Pursuit of Perfection

By SCOTT BROWN

Manhattan native Henry Jaglom was appalled when he arrived in Los Angeles 26 years ago. To his Eastern eye it seemed that every billboard and bus bench in the city screamed out with advertisements extolling the rewards of the perfect body. "Coming from New York, you have an open-mouthed reaction to the way things are defined by the physical out here," says Jaglom, a filmmaker whose exercise previously consisted of walking and an occasional bike ride. "I thought it was all so superficial. I was very disdainful."

Soon, however, Jaglom made peace with and even embraced the fitness cult of California -- although, ironically, he gets more exercise in Manhattan than in L.A. because people actually make a habit of walking in New York City. His latest film, Eating, is about women's struggling with society's message that a gorgeous physique is the ultimate virtue. The movie, says Jaglom, could have been set only in California, where people seem to talk more openly -- and obsessively -- about their bodies than anywhere else. "It's the healthiest thing about this place," says Jaglom, who divides his time between New York ! City and Los Angeles. "People say what they think here. They're not embarrassed about saying, 'I'm concerned about my body.' In the rest of the country, they don't admit it."

Jaglom's observation is a considerable overstatement, since by now fitness has become a nationwide preoccupation. But California, especially Southern California, was where the cult of the perfect body began and remains most frenzied: the birthplace of triathletes, personal trainers and the 24-hour gym; a place where celebrities have their Ferraris valet-parked at trendy sports clubs and smoking ranks higher on the list of social no-no's than drowning kittens. It is where Tony Roberts, portraying a Broadway actor who finds success in Los Angeles in the movie Annie Hall, explains that he has encased himself in a foil-like eternal-youth suit because it "keeps out the alpha rays . . . You don't get old." It is the place where cruciferous vegetables were first worshiped. As the millennium draws near, a refurbished Muscle Beach stands as a clogged monument to the mesomorphic, hikers and bikers create traffic jams all over the diminishing wilderness, and rolfers and herbologists find themselves more in demand than ever.

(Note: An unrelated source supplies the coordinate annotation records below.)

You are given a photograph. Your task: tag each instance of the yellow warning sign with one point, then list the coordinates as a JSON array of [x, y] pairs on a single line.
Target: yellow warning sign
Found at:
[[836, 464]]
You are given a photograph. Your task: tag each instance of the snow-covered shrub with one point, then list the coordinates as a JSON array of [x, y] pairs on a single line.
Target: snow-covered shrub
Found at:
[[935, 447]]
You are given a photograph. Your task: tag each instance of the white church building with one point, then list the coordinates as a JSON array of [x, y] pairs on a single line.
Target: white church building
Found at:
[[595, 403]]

Even in health-conscious California the real cultists represent only a small minority of residents (most Californians worry more about housing prices, rising taxes, gangs and traffic congestion than about the contours of their deltoids). Yet the body addicts have pushed the pursuit of the flawless physique to its furthest extremes, etching forever the notion of California narcissism upon the psyche of the nation. For these fitness fanatics the goal is not just to look good but to look perfect. And if perfection cannot be achieved through exercise, to resort to surgery to attain it.

"My patients are already working out in gyms; they're not 98-lb. weaklings," says Dr. Brian Novack, a busy Beverly Hills plastic surgeon who offers a dizzying array of body-altering operations. "Here, the emphasis is not getting a face-lift when you need it, but getting one before you need it." Lately Novack has immersed himself in a hot new field: implanting silicone in men in search of chiseled pectorals, firm buttocks, bulging calves and strong chins. One wonders what Walt Whitman would have had to say about that.